- Church: Catholic Church
- Archdiocese: Archdiocese of Dhaka
- In office: 17 December 1977 – 9 July 2005
- Predecessor: Theotonius Amal Ganguly
- Successor: Paulinus Costa
- Previous post: Bishop of Dinjapur (1968-1977)

Orders
- Ordination: 22 December 1956
- Consecration: 8 December 1968 by Costante Maltoni

Personal details
- Born: 18 January 1926 Solepur (in present-day Sirajdikhan Upazila), Presidency of Fort William in Bengal, British Raj, British Empire
- Died: 18 March 2007 (aged 81) Dhaka, Bangladesh

= Michael Rozario =

Michael Rozario (18 January 1926 – 18 March 2007) was a Bangladeshi prelate of the Catholic Church who served as archbishop of Dhaka from 1977 to 2005. He was bishop of Dinajpur from 1968 to 1977.

==Biography==
Michael Rozario was born in Solepur, Bengal Presidency, British India on 18 January 1926.

He was ordained a priest on 22 December 1956.

On 5 September 1968, Pope Paul VI named him bishop of Dinajpur.

He received his episcopal consecration in Dinajpur on 8 December from Archbishop Costante Maltoni, apostolic pro-nuncio to Pakistan.

From 1978 to 2005 he was president of the Catholic Bishops' Conference of Bangladesh.

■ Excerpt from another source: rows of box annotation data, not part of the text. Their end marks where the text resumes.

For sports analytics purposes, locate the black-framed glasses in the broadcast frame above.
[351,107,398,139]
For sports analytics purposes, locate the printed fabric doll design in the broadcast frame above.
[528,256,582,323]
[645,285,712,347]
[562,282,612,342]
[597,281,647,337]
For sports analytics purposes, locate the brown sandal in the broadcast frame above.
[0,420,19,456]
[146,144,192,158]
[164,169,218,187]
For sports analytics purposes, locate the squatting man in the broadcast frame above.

In 1985 he attended the meeting of 165 bishops assembled in Rome by Pope John Paul II to assess the reception of the Second Vatican Council after twenty years. He underlined the Council's call for understanding of other religions. He said that in interreligious dialogue "We discover that, like us, they desire to give the realistic and creative alternative of faith to materialistic currents."

Pope Benedict XVI accepted his resignation on 9 July 2005.

He died in Apollo Hospital in Dhaka on 18 March 2007.